#OraMondiale: fuori le due sudamericane. La prima semifinale sarà Francia – Belgio!

All’esito dei primi due quarti di finale, il Mondiale russo di trasforma in un “maxi europeo” stante l’eliminazione delle ultime sudamericane superstiti, Uruguay e Brasile, ad opera di Francia e Belgio che, invece, vanno a comporre la prima semifinale della kermesse iridata.

A Novgorod una Francia tutt’altro che impressionante ma tremendamente concreta estromette la Celeste in un match senza molta storia. Nella prima frazione l’incontro è bloccato e le occasioni latitano. Ci vuole una prepotente zuccata di Varane a pochi minuti dall’intervallo per spezzare l’equilibrio, portando avanti i Blues. L’assenza di Cavani è un macigno per Tabarez, la capacità atletica e tattica del Matador è capace di aprire gli spazi e dare una degna sponda tecnica a Suarez che, infatti, appare quantomai spaesato nel predicare in un assoluto deserto di idee.
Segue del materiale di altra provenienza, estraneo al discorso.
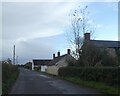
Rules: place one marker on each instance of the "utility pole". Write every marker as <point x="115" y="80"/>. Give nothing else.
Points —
<point x="14" y="55"/>
<point x="17" y="60"/>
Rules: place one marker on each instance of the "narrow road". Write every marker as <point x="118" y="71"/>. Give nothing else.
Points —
<point x="30" y="82"/>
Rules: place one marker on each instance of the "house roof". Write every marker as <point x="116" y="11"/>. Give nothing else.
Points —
<point x="40" y="62"/>
<point x="56" y="59"/>
<point x="104" y="43"/>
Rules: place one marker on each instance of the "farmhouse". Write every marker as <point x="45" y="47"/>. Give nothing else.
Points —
<point x="59" y="61"/>
<point x="112" y="46"/>
<point x="40" y="64"/>
<point x="51" y="66"/>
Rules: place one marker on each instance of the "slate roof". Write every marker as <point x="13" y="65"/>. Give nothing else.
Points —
<point x="56" y="59"/>
<point x="40" y="62"/>
<point x="104" y="43"/>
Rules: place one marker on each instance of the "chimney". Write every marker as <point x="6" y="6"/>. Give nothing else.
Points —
<point x="53" y="56"/>
<point x="87" y="36"/>
<point x="58" y="54"/>
<point x="68" y="51"/>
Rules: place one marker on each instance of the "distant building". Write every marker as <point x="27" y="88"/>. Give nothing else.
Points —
<point x="58" y="62"/>
<point x="51" y="66"/>
<point x="40" y="64"/>
<point x="112" y="46"/>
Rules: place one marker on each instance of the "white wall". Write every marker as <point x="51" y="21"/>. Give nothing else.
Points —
<point x="43" y="68"/>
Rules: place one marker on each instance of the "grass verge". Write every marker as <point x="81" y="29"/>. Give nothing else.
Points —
<point x="102" y="87"/>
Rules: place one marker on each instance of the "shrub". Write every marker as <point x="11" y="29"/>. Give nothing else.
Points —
<point x="108" y="75"/>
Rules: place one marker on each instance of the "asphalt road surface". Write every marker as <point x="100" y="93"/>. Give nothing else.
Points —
<point x="30" y="82"/>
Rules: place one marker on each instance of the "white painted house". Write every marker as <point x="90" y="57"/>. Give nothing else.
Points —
<point x="58" y="62"/>
<point x="40" y="64"/>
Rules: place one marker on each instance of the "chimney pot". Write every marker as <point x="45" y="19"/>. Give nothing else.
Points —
<point x="87" y="36"/>
<point x="53" y="56"/>
<point x="58" y="54"/>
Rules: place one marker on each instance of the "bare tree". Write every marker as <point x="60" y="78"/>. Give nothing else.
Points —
<point x="80" y="25"/>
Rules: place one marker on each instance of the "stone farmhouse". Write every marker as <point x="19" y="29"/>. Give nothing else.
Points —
<point x="51" y="66"/>
<point x="112" y="46"/>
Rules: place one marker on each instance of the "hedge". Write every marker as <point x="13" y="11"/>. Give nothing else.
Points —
<point x="107" y="75"/>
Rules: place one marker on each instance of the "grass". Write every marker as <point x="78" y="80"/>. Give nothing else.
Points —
<point x="102" y="87"/>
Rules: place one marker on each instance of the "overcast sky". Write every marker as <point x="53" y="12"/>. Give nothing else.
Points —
<point x="38" y="29"/>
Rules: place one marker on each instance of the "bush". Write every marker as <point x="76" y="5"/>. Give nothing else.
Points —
<point x="92" y="55"/>
<point x="108" y="75"/>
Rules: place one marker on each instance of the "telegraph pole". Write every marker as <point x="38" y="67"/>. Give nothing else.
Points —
<point x="17" y="60"/>
<point x="14" y="55"/>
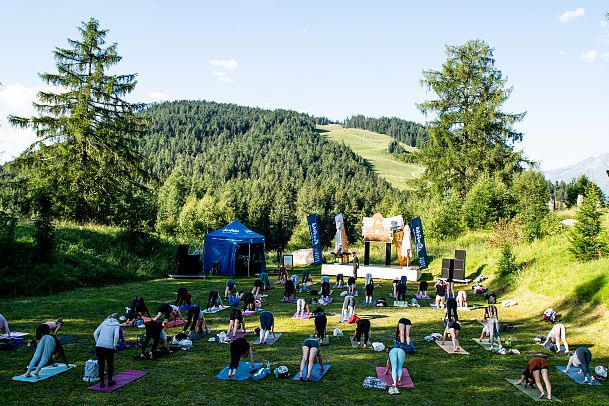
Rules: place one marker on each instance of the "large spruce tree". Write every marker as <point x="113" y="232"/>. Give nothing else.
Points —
<point x="86" y="151"/>
<point x="469" y="134"/>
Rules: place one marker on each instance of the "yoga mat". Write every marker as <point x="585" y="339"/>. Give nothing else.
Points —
<point x="531" y="392"/>
<point x="270" y="340"/>
<point x="45" y="373"/>
<point x="214" y="310"/>
<point x="243" y="371"/>
<point x="121" y="380"/>
<point x="405" y="382"/>
<point x="174" y="323"/>
<point x="576" y="376"/>
<point x="448" y="347"/>
<point x="14" y="334"/>
<point x="239" y="334"/>
<point x="316" y="373"/>
<point x="196" y="336"/>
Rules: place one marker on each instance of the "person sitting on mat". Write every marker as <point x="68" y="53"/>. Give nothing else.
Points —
<point x="558" y="333"/>
<point x="423" y="288"/>
<point x="362" y="328"/>
<point x="536" y="367"/>
<point x="213" y="300"/>
<point x="258" y="287"/>
<point x="235" y="321"/>
<point x="310" y="353"/>
<point x="462" y="298"/>
<point x="440" y="293"/>
<point x="231" y="288"/>
<point x="184" y="297"/>
<point x="282" y="276"/>
<point x="325" y="290"/>
<point x="249" y="301"/>
<point x="302" y="308"/>
<point x="491" y="316"/>
<point x="452" y="327"/>
<point x="49" y="327"/>
<point x="581" y="359"/>
<point x="340" y="281"/>
<point x="395" y="363"/>
<point x="167" y="311"/>
<point x="289" y="291"/>
<point x="321" y="322"/>
<point x="48" y="350"/>
<point x="267" y="325"/>
<point x="348" y="306"/>
<point x="400" y="292"/>
<point x="106" y="338"/>
<point x="239" y="348"/>
<point x="402" y="336"/>
<point x="195" y="320"/>
<point x="4" y="326"/>
<point x="369" y="293"/>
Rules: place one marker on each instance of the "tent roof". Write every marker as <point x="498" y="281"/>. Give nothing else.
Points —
<point x="237" y="232"/>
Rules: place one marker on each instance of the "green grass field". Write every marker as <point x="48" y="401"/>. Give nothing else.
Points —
<point x="373" y="147"/>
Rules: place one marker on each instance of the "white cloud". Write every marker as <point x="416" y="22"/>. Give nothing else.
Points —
<point x="157" y="96"/>
<point x="571" y="15"/>
<point x="226" y="64"/>
<point x="589" y="56"/>
<point x="221" y="77"/>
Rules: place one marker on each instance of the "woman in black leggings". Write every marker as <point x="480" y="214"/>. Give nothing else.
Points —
<point x="362" y="328"/>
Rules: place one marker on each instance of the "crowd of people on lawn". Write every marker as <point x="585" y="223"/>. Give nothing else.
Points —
<point x="109" y="334"/>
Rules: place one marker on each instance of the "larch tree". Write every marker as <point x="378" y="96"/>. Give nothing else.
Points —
<point x="469" y="134"/>
<point x="86" y="150"/>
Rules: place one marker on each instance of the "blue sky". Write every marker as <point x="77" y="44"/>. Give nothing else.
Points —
<point x="333" y="58"/>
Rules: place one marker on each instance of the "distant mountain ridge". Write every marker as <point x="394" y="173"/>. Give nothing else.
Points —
<point x="595" y="169"/>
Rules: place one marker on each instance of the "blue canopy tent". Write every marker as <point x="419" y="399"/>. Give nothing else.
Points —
<point x="237" y="250"/>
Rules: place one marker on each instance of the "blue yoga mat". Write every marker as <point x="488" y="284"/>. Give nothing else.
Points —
<point x="316" y="373"/>
<point x="576" y="376"/>
<point x="243" y="371"/>
<point x="45" y="373"/>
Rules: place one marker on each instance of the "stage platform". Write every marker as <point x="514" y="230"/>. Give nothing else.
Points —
<point x="390" y="272"/>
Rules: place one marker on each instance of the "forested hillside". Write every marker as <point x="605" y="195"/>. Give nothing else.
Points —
<point x="267" y="168"/>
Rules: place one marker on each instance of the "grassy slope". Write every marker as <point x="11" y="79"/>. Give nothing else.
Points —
<point x="373" y="147"/>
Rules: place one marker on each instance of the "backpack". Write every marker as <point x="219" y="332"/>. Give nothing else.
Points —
<point x="91" y="371"/>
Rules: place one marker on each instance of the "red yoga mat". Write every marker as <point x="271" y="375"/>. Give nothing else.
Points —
<point x="121" y="379"/>
<point x="405" y="382"/>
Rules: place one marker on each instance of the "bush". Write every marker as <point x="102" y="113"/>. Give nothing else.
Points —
<point x="486" y="203"/>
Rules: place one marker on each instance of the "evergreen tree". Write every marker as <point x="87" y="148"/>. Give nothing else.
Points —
<point x="86" y="152"/>
<point x="586" y="243"/>
<point x="469" y="135"/>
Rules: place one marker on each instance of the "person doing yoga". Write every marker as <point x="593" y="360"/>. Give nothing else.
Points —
<point x="48" y="350"/>
<point x="535" y="368"/>
<point x="235" y="321"/>
<point x="362" y="329"/>
<point x="402" y="336"/>
<point x="302" y="308"/>
<point x="558" y="333"/>
<point x="395" y="363"/>
<point x="581" y="359"/>
<point x="267" y="325"/>
<point x="239" y="348"/>
<point x="310" y="353"/>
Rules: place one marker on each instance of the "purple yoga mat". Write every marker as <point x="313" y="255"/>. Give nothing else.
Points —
<point x="405" y="382"/>
<point x="121" y="379"/>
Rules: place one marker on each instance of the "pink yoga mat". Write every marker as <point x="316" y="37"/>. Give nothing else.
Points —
<point x="306" y="316"/>
<point x="405" y="382"/>
<point x="121" y="379"/>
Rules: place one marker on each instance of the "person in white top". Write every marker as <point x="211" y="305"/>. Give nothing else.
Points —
<point x="106" y="338"/>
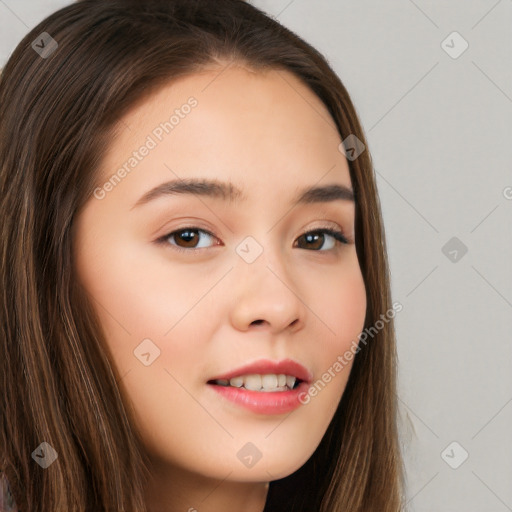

All’ora di gioco, il grottesco raddoppio di Griezmann, figlio di una clamorosa topica dell’ex laziale Muslera, spezza le reni all’Uruguay e consente al match di trascinarsi senza sussulti fino all’epilogo.

Il piatto forte della giornata viene però servito alle 20. Quello tra Brasile e Belgio è un big match davvero molto atteso: da un lato la necessità di tornare a splendere da parte di una Seleção da troppo tempo lontana da un trionfo di peso; dall’altra la voglia di stupire dei Diavoli Rossi di Martinez, alla ricerca di un successo che capitalizzi il potenziale della golden generation del calcio belga. In campo, almeno per 70 minuti, questo equilibrio però non si vede. Il mortifero contropiede belga e le strepitose doti tecniche di Hazard, ispiratissimo e De Bruyne, finalmente decisivo, producono un autentico terremoto nelle linee difensive di Tite. L’autogol di Fernandinho – sostituto dello squalificato Casemiro – mette in discesa il game plan degli europei che possono così andare a nozze con un Brasile fisiologicamente sbilanciato alla ricerca del pari; è infatti da un coast to coast in contropiede che nasce il raddoppio firmato De Bruyne che, con una rasoiata dal limite, fulmina Alisson e porta i verderoro ad un passo dal baratro. Gli ingressi di Firmino e, sopratutto, di Renato Augusto nella ripresa cambiano il volto dei sudamericani che trovano l’1-2 proprio col centrocampista del Beijing Gouan e sfiorano un clamoroso pareggio nei minuti finali con una delle pochissime fiammate di Neymar: un destro a giro pronto ad infilarsi nel “sette” e magistralmente deviato in corner da Courtois. Finisce così, con un’altra cocente eliminazione per i brasiliani e con il ritorno del Belgio in semifinale a 32 anni dalla prima e unica volta della propria storia.

 

IL PROGRAMMA DI OGGI

Ore 16, Svezia – Inghilterra. La sorprendente formazione scandinava non avrà nulla da perdere con gli inglesi invece chiamati a non interrompere un sogno che vuole diventare realtà. Solidità e gruppo contro talento e storia. Match interessante ben oltre le possibili aspettative della vigilia.

 

Ore 20, Russia – Croazia. A spingere gli uomini Cercesov ci sarà una nazione intera, un popolo che diventerà tutt’uno con gli undici in campo. Di fronte una squadra dal talento con pochi eguali che, a vent’anni di distanza, sa di poter tornare tra le migliori quattro al mondo. L’atmosfera a Sochi sarà vibrante.